Vandaag is het Sant Jordi, een zeer Catalaanse feestdag waarbij iedereen elkaar een roos en een boek geeft. Vroeger gaven de mannen de vrouwen een roos en de vrouwen de mannen een boek, maar die tijd ligt natuurlijk ver achter ons.
Bij ons is het vrees ik zo dat ík een roos én een boek krijg, en W. helemaal niets - ik heb een heel drukke dag met een interview schrijven, Spaanse les en 's avonds vliegen naar Rotterdam. Bovendien wil ik alleen nog maar elektronische boeken: twee maanden voor we teruggaan naar Nederland moeten we het gewicht dat we hier hebben wat beperken en af en toe al wat mee terugnemen naar Amsterdam. En elektronische boeken gééf je elkaar niet op Sant Jordi.
Ik pak mijn koffer met de zeer dikke Catalaanse grammatica die ik voorlopig niet meer ga gebruiken, leg mijn winterjas en -kistjes klaar, en krijg dan een mooie roos en een korenaar - een verwijzing naar het Catalaanse volkslied Els Segadors (de maaiers). Ik ga toch maar even de deur uit.
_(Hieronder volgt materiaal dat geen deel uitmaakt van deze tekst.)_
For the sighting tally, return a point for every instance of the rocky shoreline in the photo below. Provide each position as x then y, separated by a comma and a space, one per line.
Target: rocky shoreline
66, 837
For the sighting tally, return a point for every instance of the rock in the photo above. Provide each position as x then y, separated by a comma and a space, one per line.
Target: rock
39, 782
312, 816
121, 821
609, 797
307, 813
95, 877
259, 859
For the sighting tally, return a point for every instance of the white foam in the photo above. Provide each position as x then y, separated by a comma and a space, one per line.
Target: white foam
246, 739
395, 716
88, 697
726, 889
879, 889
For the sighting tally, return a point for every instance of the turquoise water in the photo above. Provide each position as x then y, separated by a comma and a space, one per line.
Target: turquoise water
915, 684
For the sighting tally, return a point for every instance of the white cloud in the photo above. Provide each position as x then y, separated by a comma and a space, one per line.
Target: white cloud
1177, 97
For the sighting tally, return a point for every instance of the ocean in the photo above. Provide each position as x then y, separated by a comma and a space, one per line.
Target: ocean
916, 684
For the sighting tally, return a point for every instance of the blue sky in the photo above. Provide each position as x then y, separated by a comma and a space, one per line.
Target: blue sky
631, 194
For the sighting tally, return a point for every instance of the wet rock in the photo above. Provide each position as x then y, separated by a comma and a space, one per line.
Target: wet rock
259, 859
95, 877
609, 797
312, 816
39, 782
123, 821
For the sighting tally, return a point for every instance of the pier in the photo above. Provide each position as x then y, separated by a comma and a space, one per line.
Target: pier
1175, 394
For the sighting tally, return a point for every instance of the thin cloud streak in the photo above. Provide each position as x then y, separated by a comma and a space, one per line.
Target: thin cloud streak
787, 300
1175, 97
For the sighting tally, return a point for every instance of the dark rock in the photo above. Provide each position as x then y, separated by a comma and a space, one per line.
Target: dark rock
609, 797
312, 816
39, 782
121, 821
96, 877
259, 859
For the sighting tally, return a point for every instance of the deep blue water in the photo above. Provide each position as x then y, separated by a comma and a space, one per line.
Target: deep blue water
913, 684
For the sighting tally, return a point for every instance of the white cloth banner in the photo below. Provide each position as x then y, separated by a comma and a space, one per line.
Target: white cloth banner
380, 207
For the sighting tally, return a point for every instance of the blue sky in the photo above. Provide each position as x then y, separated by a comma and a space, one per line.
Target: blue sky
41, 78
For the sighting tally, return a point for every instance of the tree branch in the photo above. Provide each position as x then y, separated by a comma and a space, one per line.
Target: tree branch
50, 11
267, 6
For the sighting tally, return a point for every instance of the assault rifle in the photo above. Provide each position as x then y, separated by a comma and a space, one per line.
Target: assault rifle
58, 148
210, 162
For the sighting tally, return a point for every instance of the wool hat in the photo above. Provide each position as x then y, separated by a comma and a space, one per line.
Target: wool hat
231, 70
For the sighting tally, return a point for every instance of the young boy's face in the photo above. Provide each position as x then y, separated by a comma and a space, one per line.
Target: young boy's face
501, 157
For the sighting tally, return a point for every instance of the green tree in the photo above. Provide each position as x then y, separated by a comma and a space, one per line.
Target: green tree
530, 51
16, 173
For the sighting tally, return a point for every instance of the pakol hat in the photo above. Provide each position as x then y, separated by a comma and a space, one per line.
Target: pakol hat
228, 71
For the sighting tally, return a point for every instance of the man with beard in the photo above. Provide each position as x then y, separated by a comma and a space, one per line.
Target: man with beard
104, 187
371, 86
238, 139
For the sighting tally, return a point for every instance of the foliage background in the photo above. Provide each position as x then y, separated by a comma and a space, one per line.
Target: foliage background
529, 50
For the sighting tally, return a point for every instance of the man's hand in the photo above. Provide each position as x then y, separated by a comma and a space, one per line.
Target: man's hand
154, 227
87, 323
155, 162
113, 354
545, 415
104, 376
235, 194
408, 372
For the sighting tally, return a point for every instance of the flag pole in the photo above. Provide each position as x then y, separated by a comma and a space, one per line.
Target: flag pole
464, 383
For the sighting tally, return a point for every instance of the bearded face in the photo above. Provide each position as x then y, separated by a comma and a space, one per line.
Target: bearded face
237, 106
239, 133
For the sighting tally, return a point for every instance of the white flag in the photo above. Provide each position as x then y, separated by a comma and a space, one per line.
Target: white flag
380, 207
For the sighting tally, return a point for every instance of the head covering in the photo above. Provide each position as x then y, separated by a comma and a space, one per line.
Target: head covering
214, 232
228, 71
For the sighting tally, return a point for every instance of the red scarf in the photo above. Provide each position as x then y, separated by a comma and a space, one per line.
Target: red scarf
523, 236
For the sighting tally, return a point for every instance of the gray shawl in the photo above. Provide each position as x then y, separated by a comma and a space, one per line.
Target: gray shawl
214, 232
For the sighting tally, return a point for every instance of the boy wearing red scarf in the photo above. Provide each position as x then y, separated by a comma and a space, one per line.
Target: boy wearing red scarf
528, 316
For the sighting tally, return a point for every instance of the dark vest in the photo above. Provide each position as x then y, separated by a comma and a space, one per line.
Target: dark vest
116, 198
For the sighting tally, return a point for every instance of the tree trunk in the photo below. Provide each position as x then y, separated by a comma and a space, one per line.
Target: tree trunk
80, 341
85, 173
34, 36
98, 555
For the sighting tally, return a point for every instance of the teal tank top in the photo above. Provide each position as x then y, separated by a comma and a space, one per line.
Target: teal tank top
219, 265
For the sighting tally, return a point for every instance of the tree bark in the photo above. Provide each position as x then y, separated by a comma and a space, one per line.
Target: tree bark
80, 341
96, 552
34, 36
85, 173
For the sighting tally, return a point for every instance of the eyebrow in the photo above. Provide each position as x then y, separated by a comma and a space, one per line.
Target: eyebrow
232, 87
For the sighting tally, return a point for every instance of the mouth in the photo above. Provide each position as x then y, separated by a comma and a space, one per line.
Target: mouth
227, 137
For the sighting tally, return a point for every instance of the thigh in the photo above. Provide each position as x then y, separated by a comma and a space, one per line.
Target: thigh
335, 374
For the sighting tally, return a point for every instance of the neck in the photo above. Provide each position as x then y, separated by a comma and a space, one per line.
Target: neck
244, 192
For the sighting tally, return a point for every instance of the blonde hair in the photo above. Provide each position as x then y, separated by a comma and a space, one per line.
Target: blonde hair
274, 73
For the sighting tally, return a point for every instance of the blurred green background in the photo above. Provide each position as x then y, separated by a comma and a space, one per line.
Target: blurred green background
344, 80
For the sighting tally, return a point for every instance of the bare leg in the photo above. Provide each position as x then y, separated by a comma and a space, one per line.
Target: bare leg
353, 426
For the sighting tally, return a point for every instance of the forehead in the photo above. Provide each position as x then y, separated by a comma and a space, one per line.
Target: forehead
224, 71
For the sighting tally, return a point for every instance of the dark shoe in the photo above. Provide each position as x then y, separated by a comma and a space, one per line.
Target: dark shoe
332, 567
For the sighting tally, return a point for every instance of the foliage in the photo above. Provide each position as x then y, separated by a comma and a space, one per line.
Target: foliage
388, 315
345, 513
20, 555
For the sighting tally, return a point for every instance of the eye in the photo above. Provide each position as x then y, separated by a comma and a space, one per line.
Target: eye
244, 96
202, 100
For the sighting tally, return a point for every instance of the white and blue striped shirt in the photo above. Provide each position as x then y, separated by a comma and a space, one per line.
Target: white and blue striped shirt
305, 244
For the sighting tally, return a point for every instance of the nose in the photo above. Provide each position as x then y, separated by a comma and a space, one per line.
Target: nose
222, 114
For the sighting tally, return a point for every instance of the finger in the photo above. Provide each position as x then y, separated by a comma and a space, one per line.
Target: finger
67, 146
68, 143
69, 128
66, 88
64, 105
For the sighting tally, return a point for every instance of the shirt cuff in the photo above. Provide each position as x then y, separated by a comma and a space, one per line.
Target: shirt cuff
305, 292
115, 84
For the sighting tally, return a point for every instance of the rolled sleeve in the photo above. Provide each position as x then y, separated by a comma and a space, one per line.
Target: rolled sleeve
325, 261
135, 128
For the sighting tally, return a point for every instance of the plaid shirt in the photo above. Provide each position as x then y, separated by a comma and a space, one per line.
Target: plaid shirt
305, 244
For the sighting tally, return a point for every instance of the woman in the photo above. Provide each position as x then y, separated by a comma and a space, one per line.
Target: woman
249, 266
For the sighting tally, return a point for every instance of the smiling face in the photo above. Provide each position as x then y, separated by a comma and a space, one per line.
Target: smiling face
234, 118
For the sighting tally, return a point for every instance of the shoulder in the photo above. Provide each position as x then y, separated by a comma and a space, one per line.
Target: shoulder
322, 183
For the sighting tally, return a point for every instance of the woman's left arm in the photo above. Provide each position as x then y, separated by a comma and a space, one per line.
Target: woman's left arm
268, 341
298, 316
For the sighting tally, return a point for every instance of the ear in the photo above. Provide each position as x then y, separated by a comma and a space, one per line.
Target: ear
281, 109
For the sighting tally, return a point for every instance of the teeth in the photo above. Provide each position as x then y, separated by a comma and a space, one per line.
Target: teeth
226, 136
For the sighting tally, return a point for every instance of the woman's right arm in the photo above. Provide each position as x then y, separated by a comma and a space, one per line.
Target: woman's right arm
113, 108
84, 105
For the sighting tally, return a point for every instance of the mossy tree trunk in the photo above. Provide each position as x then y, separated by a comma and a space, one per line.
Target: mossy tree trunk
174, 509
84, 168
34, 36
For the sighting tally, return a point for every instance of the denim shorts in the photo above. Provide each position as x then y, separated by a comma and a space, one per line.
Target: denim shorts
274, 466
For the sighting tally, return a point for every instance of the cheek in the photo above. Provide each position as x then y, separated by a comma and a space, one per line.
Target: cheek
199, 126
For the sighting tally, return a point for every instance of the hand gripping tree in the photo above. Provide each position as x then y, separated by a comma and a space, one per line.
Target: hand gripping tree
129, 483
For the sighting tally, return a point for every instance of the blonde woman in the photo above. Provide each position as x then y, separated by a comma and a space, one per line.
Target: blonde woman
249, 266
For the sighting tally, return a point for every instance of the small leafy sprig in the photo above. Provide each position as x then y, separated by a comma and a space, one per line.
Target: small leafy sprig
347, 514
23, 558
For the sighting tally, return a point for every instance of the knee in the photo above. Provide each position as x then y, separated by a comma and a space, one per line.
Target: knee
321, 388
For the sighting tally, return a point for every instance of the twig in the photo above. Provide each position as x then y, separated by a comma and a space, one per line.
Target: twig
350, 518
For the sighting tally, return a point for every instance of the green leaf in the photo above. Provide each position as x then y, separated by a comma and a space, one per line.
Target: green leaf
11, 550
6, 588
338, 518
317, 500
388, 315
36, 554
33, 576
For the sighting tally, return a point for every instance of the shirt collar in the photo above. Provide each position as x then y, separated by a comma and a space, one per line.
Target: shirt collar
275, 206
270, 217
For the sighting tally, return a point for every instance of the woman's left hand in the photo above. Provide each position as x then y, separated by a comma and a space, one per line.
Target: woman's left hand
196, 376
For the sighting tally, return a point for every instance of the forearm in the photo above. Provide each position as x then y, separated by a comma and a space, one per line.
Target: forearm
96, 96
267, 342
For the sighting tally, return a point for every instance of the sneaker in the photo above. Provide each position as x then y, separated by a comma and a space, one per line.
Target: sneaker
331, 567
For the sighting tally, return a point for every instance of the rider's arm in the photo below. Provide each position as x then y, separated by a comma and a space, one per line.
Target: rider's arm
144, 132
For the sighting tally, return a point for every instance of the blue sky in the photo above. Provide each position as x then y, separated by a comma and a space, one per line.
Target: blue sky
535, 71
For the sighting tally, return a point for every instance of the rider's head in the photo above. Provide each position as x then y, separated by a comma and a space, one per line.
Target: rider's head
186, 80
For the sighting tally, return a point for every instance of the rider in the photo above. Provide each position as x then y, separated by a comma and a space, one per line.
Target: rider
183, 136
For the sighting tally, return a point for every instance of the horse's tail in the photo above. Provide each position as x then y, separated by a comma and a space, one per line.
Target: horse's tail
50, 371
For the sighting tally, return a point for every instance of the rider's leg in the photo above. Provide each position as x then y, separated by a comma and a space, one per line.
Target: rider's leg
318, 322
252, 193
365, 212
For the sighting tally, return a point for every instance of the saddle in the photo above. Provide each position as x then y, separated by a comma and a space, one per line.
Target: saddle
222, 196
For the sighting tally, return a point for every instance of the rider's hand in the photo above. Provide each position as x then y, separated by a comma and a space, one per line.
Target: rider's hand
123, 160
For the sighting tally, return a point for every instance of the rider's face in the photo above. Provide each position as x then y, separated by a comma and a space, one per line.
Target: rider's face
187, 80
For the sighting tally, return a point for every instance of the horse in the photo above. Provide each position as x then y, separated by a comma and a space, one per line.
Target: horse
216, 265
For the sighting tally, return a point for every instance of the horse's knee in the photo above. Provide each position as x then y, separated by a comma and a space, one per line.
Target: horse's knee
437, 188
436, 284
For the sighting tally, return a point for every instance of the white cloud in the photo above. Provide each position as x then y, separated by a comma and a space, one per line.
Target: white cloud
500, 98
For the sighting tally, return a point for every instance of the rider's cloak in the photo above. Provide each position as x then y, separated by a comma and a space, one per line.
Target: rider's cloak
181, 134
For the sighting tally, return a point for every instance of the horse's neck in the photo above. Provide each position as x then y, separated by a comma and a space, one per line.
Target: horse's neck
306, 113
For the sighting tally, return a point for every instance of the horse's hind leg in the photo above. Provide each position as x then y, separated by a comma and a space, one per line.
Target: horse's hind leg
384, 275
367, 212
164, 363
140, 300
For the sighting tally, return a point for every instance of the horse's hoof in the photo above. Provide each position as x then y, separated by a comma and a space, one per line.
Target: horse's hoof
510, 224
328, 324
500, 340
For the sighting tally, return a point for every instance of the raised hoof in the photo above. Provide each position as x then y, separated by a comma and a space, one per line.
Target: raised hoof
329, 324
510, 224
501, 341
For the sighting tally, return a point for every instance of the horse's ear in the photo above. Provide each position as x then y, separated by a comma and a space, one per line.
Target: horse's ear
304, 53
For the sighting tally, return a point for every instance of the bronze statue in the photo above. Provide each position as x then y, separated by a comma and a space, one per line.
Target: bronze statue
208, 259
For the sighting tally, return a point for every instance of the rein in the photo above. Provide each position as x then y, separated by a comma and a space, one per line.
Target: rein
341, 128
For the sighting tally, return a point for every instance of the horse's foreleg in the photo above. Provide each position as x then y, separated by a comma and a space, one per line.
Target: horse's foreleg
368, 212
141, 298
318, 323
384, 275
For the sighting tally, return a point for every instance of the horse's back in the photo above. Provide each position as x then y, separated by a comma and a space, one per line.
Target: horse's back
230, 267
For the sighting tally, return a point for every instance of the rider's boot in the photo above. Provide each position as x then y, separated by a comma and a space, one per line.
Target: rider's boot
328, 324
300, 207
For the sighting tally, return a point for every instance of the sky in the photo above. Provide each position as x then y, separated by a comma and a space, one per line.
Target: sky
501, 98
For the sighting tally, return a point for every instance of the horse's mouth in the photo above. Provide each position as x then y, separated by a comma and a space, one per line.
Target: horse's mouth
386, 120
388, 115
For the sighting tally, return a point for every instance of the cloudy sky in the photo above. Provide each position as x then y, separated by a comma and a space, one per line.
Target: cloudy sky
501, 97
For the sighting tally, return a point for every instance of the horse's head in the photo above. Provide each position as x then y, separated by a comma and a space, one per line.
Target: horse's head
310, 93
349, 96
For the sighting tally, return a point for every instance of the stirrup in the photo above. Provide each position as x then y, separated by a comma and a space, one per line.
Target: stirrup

De sfeer in de stad is ontspannen en vrolijk, hoewel het voor bijna iedereen een gewone werkdag is. Overal langs de straat zijn boeken- en rozenstalletjes, mensen slenteren er voorbij, de zon schijnt, schoolkinderen gaan met hun klas een uurtje de straat op en doen spelletjes. Uitgeverijen en boekhandels pakken uit met speciale uitgaven, standjes op straat, signeersessies. Het doet een beetje denken aan het boekengedeelte van de Amsterdamse Uitmarkt, maar dan veel groter.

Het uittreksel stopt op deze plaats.